Antonio Conte has been confirmed as the new Chelsea manager.
Italian national team coach Antonio Conte in Munich, Germany, March 28, 2016. Conte has been confirmed as the new Chelsea manager. Christof Stache/Getty

Chelsea has identified its replacement for Jose Mourinho, and he wears an Azzurri hat.

As was widely predicted, Antonio Conte will take over the job in the summer, filling a throne that has been sat in, temporarily, by Guus Hiddink since December 2015.

Conte, the Italy coach, enjoyed a gilded time at Juventus between 2011 and 2014, winning three straight Scudetti, or Italian league titles.

He faces a task and a half to turn around a Chelsea side in transition, although there are plenty of reasons for fans of the club to be enthused, following the travails of this horrible season, the follow-up to a Premier League title.

Conte is an autocrat

Not too dissimilar from Mourinho, the Italian has built his career as a player and manager more on sweat than inspiration. He demands maximum effort from his players, though he is no luddite—he changed his tactics from his spells at Bari and Siena to Juventus, whom he rescued after the match-fixing scandals of 2006, for which the club was relegated from Serie A.

Chelsea's players have appeared listless this season, such that, remarkably, the club remains closer to Sunderland, in the Premier League relegation zone, than Leicester City at the top of the division. Conte will give those players vim and purpose, or he will fail trying.

He may find a route back for John Terry

It has been assumed, on the basis of Terry's own words at the end of January that the club had decided not to renew his contract, that the 35-year-old would be moving on at the end of the season, perhaps to Major League Soccer (MLS), where he could command a major wage.

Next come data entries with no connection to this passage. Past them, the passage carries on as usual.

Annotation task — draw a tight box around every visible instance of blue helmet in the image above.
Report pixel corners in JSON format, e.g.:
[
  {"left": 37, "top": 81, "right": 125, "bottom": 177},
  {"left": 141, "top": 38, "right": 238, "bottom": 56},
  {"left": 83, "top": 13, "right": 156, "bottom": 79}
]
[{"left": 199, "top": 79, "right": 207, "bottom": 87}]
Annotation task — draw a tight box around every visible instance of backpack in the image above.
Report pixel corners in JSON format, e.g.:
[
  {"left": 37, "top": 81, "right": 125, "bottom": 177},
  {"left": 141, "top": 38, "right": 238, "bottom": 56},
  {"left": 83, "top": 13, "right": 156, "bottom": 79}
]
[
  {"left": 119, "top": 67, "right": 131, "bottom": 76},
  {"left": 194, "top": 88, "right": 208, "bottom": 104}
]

But consider these words of Conte's: "There is no young and old, only victory or failure." There is a pragmatism to his work that may encourage Terry and, at the same time, cast a little doubt into the hearts of the club's exciting, yet raw, youth products like Ruben Loftus-Cheek.

Then consider that at Juventus, Conte played with a back three, two of whom were invariably Leonardo Bonucci and Giorgio Chiellini. Terry, even in his waning years, might be described as a combination of the two, with a little of Bonucci's passing range combined with Chiellini's hard-man act. Immensely popular still with the Chelsea support, Terry may yet find a way back to Stamford Bridge next season under Conte.

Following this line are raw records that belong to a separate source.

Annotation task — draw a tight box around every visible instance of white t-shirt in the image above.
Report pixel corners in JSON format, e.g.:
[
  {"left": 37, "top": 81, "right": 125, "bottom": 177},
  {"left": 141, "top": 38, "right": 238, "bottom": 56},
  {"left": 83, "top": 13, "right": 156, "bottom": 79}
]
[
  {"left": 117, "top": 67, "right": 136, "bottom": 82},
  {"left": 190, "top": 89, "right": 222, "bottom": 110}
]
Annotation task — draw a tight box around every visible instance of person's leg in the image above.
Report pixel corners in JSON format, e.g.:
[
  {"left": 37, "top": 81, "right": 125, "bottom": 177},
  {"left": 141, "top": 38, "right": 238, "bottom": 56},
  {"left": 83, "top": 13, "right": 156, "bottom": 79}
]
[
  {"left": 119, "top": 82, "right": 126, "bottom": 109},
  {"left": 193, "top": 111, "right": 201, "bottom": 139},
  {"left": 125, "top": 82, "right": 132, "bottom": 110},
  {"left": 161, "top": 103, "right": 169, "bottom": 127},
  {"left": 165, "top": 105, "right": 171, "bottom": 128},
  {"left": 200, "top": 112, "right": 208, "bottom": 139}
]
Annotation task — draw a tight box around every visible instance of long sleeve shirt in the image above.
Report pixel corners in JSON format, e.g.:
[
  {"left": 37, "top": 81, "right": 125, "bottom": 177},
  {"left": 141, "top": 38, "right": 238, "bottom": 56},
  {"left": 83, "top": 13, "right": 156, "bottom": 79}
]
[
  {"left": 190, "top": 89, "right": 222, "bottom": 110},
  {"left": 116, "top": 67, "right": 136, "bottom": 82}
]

His signings could be delicious

Conte has fine contacts from his time with Juventus and now Italy, and given the loyalty he inspires in his players, several of them could follow him to Stamford Bridge. The most prized among them could be Arturo Vidal, the Chilean midfield warrior who was a key figure at the centre of his Juventus team. Listen to Conte on Vidal in El Pais from March of this year: "He has extraordinary physical and technical attributes, if I get to coach him a little more it'd be fantastic. I want him in all my teams."

That sounds very much like a bid may be incoming. Of course, the situation is complicated by who bought Vidal from Juventus—it's Pep Guardiola, who will be facing off against Conte at Manchester City next season. Guardiola may want Vidal for himself, in which case, prepare for an Italian-Iberian tug of war. But that is in the future. Conte's appointment opens up a world of fresh signings for Chelsea.